# interesting but true quote



## Anxiety75 (Feb 10, 2004)

Too many people overvalue what they are not and undervalue what they
are.

-- Malcolm Forbes (1919-1990) American Publisher


----------



## DSM (Aug 15, 2005)

You can only what you can! 

Why worry what other people think when you can never be sure.


----------



## Melusine (Jun 19, 2004)

^ You've got a point DSM. 

I like that quote. It's a good one to think about. :thanks


----------



## rohit_best_friend (Sep 4, 2005)

Positive thinking means...for example to describe the word "depression" u can use the phrase "less comfortable". becoz that phrase contains a positive word "comfortable"....So I advise you my friend to change your identity from "Anxiety28" to something else. You dont have to get angry my friend. It was just my view on "Positive thinking".


----------



## Anxiety75 (Feb 10, 2004)

rohit_best_friend said:


> Positive thinking means...for example to describe the word "depression" u can use the phrase "less comfortable". becoz that phrase contains a positive word "comfortable"....So I advise you my friend to change your identity from "Anxiety28" to something else. You dont have to get angry my friend. It was just my view on "Positive thinking".
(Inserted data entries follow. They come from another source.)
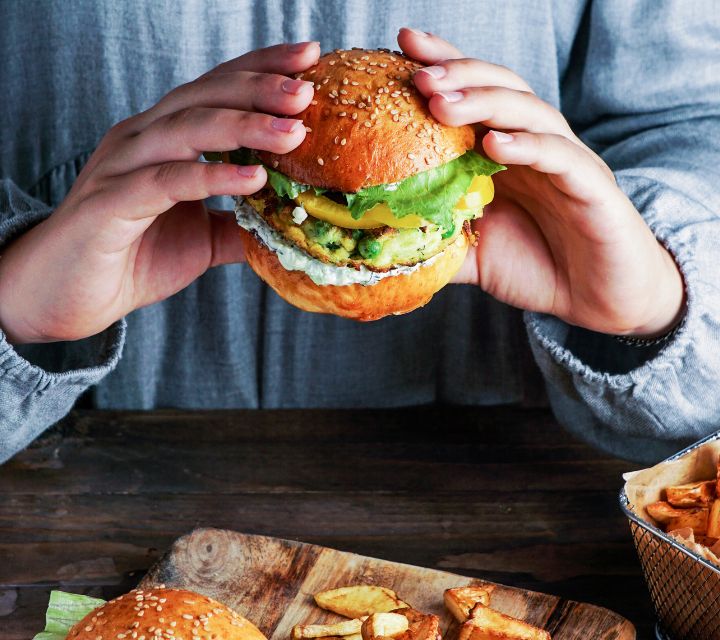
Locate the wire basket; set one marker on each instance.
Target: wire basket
(684, 587)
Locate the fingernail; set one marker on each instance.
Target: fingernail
(417, 32)
(502, 137)
(301, 46)
(286, 125)
(435, 72)
(248, 171)
(294, 87)
(450, 96)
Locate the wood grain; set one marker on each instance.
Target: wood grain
(499, 493)
(272, 581)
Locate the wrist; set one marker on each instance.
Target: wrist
(669, 302)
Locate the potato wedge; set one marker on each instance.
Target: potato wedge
(664, 512)
(421, 626)
(460, 600)
(695, 518)
(359, 600)
(344, 628)
(488, 624)
(713, 528)
(692, 494)
(384, 625)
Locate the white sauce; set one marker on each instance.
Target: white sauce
(294, 259)
(299, 215)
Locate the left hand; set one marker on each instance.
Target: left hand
(560, 237)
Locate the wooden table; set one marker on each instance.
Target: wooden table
(501, 493)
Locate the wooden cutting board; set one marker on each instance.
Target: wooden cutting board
(271, 582)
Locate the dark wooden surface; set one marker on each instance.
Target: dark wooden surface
(499, 493)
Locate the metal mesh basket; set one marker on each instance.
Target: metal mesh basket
(684, 587)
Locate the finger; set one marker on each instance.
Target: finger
(426, 47)
(242, 90)
(286, 59)
(453, 75)
(570, 168)
(127, 205)
(227, 246)
(499, 108)
(185, 134)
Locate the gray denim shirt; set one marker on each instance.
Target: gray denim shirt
(638, 80)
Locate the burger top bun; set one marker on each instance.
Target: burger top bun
(176, 613)
(367, 125)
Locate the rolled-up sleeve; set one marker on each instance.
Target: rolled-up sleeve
(33, 397)
(643, 89)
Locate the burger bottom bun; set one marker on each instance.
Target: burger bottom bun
(393, 295)
(173, 613)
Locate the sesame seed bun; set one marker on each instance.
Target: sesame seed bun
(367, 125)
(390, 296)
(183, 614)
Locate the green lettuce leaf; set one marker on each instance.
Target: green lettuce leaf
(431, 194)
(65, 610)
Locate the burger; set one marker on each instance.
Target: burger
(163, 613)
(370, 215)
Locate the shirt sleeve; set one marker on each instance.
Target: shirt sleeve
(33, 397)
(643, 90)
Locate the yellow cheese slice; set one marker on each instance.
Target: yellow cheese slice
(479, 193)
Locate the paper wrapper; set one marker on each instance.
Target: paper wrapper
(648, 485)
(684, 590)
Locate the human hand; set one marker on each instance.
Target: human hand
(560, 237)
(132, 230)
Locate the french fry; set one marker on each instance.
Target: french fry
(359, 600)
(695, 518)
(664, 512)
(460, 600)
(488, 624)
(713, 528)
(344, 628)
(421, 626)
(384, 625)
(692, 494)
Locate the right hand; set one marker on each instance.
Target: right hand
(133, 230)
What? What do you mean angry? What do you mean change my name? Buddy, I didn't say anything angry or offensive here. :stu


----------



## rohit_best_friend (Sep 4, 2005)

Oh sorry dear...i never meant to disappoint u. forgive me. I was just doing "blah blah".


----------



## Sweetangel (Jan 12, 2005)

why drink and drive when u can smoke and fly


----------



## littlenonni (Sep 14, 2005)

"what you think,you become"


----------